Jörn Franke edited this page Jan 21, 2017 · 5 revisions

This is a MapReduce application demonstrating some of the capabilities of the hadoopoffice library. It takes as input a set of (simple CSV) files on HDFS . As output it converts them to an Excel file (.xlsx format). It has successfully been tested with the Cloudera Quickstart VM 5.5, but other Hadoop distributions should work equally well.

Getting an example CSV

You can create yourself a CSV file in LibreOffice or Microsoft Excel. Alternatively, you can download a CSV file that is used for unit testing of hadoopoffice library by executing the following command:

wget --no-check-certificate https://raw.githubusercontent.com/ZuInnoTe/hadoopoffice/master/fileformat/src/test/resources/simplecsv.csv

You can put it on your HDFS cluster by executing the following commands:

hadoop fs -mkdir -p /user/cloudera/office/csv/input

hadoop fs -put ./simplecsv.csv /user/cloudera/office/csv/input

After it has been copied you are ready to use the example.

Building the example

Note the fileformat is available on Maven Central and you do NOT need to build and publish the Hadoop File Format anymore.

Execute

git clone https://github.com/ZuInnoTe/hadoopoffice.git hadoopoffice

You can build the application by changing to the directory hadoopoffice/examples/mapreduce-exceloutput and using the following command:

../gradlew clean build

Running the example

Make sure that the output directory is clean:

hadoop fs -rm -R /user/cloudera/office/output

Execute the following command

hadoop jar ./build/libs/example-ho-mr-exceloutput-0.1.0.jar org.zuinnote.hadoop.office.example.driver.CSV2ExcelDriver /user/cloudera/office/csv/input /user/cloudera/office/output

After the map/reduce job has completed, you find the result (ie the CSV input file converted into a Excel output file) in /user/cloudera/office/output.

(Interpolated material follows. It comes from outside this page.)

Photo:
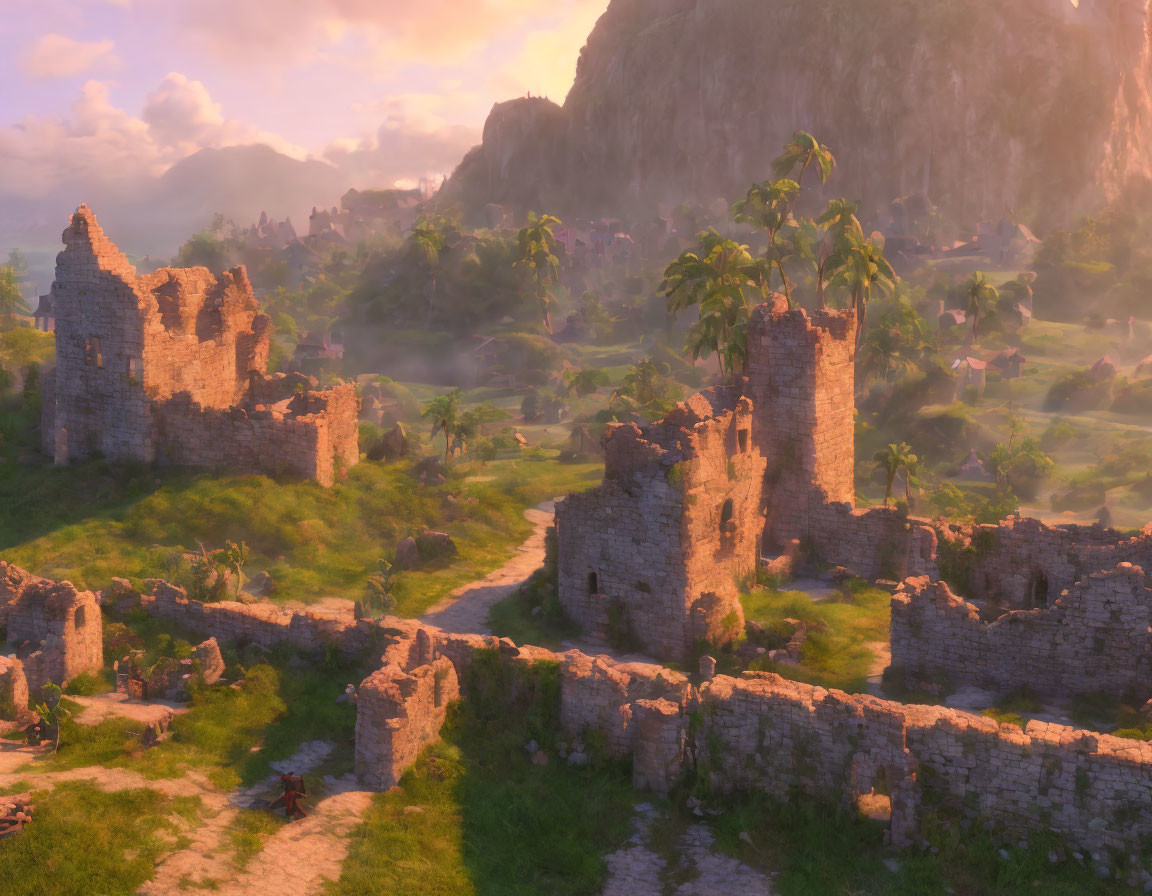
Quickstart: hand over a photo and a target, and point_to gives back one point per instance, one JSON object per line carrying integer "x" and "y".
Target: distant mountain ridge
{"x": 1032, "y": 106}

You can download it from HDFS as follows and open it in Excel afterwards:

hadoop fs -copyToLocal /user/cloudera/office/output/part-r-00000.xlsx

This is of course just a simple example. It is recommended for professional use to use an open source library to parse the CSV files. Furthermore, for the sake of simplicity we do not ensure the same order of rows as in the CSV, but this can be easily implemented in this example (hint: sort by the line numbers generated by the TextInputFormat).